时候不早,潭渌也不多留烨翎一行人,就送他们到怡霓宫门口。目送他们远去,潭渌的双眸也缓缓深邃。
他是有察觉到什么?
那日她回到宫里准备用膳,目光扫过桌上的猪头,牛头,鸡头,鸭头,每颗头的嘴里还被绑着稻草围到头后面。来送膳的宫人仍未离去,应是要看着她亲自吃完这顿饭。
她心里大概摸清了些眉目。
吃到一半,她装作不经意地说到:“怎么都是荤菜,没有素菜吗?”
只看那宫人应了一声,又从旁边的食盒里端出一道菜。
“这道素鸡,皮脆肉嫩,香而不齁,形态拟真。陛下特意赏娘娘您的,解腻正是合适。”
连这个都知道了。真不愧能坐到那个位置。
此局已定,输给这个对手她绝无怨言。
只是石澈,他又知道些什么呢?
都不是简单的对手。
潭渌感概道。
午后的嫣芷宫依旧漫游着书画的墨香。令羲的爱琴从御教坊修整归来,已经由宫人送到了嫣芷宫门口。
令羲要准备筹划当今圣上登基以来的第一次万寿节。往年从来没办过,谁去劝都劝不动万寿节的那个主角。这次由她旁敲侧击地让石澈出手相助,虽然答应说就小办一下,可也总算定下了这次意义非凡的盛大生辰宴。
她这几日四处奔走,监督沟通每一处细节,力求所有地方都执行完美,决不能出任何一点差错。
即便是现在,她也要用亲自抚琴,选出万寿节盛典上最合适演奏的乐曲。
令羲放松心情,调整好体态,微笑着,垂眸于琴弦上。她还没把手放在琴上,一股异味却悄然飘动在息间,让她突然警惕起来。
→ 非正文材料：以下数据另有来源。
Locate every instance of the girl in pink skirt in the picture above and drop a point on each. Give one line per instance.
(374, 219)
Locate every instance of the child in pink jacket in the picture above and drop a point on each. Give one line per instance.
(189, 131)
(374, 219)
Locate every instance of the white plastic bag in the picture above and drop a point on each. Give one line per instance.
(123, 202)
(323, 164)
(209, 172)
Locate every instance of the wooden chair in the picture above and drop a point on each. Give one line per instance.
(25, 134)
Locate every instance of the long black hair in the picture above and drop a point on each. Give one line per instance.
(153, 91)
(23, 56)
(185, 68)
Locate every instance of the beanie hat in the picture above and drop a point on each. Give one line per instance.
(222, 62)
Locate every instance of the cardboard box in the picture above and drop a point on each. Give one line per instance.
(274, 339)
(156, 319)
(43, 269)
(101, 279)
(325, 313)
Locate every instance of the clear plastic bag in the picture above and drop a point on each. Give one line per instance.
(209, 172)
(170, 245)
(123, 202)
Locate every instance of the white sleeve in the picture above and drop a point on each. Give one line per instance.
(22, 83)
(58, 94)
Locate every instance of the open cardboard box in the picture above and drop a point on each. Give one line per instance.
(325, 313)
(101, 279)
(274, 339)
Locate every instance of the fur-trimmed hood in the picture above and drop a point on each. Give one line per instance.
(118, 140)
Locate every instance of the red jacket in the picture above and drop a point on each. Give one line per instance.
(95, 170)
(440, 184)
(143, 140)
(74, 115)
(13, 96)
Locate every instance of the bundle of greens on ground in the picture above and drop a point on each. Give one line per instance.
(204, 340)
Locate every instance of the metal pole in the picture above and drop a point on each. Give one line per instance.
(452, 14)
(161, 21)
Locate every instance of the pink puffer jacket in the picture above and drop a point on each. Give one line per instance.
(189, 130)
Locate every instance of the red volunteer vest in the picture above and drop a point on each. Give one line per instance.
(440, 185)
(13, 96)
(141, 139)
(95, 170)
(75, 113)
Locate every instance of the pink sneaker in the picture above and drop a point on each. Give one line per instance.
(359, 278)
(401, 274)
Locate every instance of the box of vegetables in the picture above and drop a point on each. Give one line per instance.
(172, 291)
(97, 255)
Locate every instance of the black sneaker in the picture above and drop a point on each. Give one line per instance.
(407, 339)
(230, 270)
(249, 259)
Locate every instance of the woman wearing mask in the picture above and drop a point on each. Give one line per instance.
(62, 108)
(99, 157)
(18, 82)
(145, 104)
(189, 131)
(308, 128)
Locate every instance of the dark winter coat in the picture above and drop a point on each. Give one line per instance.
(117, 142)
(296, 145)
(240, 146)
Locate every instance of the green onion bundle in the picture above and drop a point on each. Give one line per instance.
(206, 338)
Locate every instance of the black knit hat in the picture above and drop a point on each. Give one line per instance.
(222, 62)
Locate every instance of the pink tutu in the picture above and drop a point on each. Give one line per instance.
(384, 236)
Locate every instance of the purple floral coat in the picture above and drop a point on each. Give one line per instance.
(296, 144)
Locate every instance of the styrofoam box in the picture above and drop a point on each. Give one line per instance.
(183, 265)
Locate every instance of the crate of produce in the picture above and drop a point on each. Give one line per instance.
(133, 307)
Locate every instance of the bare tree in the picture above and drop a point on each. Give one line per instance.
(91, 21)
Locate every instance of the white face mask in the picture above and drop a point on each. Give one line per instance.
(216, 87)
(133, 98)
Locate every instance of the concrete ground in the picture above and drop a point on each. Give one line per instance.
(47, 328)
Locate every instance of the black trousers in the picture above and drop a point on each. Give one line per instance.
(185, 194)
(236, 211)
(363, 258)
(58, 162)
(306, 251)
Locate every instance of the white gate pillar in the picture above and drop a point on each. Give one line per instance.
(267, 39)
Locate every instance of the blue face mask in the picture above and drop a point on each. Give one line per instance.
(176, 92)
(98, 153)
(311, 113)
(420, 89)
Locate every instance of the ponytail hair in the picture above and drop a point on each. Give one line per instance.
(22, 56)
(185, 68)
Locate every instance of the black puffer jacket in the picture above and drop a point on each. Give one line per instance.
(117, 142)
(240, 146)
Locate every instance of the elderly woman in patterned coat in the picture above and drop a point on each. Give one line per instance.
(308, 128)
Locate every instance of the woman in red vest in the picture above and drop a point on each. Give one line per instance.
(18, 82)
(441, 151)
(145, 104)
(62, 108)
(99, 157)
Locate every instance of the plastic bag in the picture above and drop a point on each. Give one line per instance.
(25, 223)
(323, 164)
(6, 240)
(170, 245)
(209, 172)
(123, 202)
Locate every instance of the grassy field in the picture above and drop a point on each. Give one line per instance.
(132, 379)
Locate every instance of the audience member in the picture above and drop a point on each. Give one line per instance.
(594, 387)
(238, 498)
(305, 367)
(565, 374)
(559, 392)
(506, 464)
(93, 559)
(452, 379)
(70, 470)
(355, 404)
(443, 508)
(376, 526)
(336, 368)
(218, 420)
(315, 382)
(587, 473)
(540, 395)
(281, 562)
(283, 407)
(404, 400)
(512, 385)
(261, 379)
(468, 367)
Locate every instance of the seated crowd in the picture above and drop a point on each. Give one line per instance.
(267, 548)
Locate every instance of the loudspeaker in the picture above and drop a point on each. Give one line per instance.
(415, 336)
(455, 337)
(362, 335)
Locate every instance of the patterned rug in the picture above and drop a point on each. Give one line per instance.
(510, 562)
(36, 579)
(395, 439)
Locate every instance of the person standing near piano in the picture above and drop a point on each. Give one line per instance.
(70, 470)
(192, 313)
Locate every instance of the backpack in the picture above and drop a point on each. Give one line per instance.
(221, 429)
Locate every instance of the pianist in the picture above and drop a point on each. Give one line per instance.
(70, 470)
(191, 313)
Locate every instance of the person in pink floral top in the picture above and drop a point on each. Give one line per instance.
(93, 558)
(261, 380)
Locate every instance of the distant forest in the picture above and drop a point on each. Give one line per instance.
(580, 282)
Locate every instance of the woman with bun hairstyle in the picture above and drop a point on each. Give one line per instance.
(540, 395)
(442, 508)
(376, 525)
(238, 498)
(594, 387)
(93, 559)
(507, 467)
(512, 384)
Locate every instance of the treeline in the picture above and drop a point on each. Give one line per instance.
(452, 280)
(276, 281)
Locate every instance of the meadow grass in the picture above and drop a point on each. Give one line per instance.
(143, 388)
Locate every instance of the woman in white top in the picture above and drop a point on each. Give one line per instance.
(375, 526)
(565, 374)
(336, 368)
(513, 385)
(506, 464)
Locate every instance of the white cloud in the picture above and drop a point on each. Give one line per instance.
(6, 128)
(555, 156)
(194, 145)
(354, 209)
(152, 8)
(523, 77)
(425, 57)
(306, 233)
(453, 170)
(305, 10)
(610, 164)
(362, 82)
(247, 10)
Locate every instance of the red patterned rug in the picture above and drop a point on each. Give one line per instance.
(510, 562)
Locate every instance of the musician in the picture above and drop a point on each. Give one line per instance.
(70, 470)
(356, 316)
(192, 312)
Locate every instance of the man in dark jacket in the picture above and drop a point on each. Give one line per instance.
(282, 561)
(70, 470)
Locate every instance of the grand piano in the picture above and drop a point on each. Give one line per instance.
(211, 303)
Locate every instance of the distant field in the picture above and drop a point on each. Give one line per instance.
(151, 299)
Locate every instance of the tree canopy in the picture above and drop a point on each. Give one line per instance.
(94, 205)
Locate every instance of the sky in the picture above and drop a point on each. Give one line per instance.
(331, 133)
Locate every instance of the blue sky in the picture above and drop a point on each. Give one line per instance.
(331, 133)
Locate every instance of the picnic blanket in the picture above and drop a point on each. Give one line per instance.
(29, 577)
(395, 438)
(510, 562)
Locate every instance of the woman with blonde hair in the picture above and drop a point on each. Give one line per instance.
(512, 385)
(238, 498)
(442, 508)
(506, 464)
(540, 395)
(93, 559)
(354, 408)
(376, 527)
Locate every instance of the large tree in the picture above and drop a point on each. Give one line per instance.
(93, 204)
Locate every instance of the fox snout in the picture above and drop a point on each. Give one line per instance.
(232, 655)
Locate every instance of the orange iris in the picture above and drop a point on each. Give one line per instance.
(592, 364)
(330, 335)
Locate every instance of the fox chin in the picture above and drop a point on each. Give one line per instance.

很快,她对琴弦上涂着的东西有了判断。
“送到通明房去,不要乱动它,尤其是琴弦。”无论内心如何波澜汹涌,令羲仍处变不惊地走出嫣芷宫,目的地为通明房。
时节慢慢回暖,在灶房里捣鼓的石澈身上起了一小层薄汗。一袭山茶红轻快地穿过氤氲的水雾,随意地到了灶台边。
闵荷尝了口从旁边顺手拿的发糕,问道:“这是在做什么?”
石澈闷头添柴:“我在学尚膳司的手艺。”
闵荷惊地瞪大了眼睛,却见石澈接着说:“叶子吃东西总是不长肉。所以我就想,会不会是我烧出来的那些菜不太好。就去请教了尚膳司的师傅。只是学起来也确实不容易。”
“别学!”发糕“啪叽”一声被闵荷压到灶台上,“别说皇城了,整个皇都都找不到你烧菜的味道。本宫好不容易找到点新奇的。你可别学。。。”说着,闵荷也觉得自己有点不讲道理,只得试着搬个救兵出来:“陛下怎么说?”
“陛下。。”连望不太在意味道怎么样,只要是出自他手,不管怎么样都会吃的很香,实际上让石澈有点郁闷,“我们这个灶房又翻新了一遍。锅和铲子都换了新的,确实更好用了些,不过总觉得烧菜烧不出锅气来。”
闵荷回想这几日来蹭吃蹭喝时嘴里的味道,和往日里其实差不多。大概只是石澈自己总是不满意吧。
“诶,对了。”闵荷换了个话题,“前几日聘贤妃那件事,你听说了吧。”
“嗯。”石澈点点头。
“竟然有人敢把透骨毒涂在她的琴弦上。据说修整那把琴的琴师,还是怡霓宫那个的亲戚。通明房问遍整个御教坊都找不到头绪。谁叫他们有那层关系在,她现在该是如坐针毡吧。可她居然还有心情逛临天海,可不是被本宫逮到了。”
“啊?”石澈莫名觉着不妙。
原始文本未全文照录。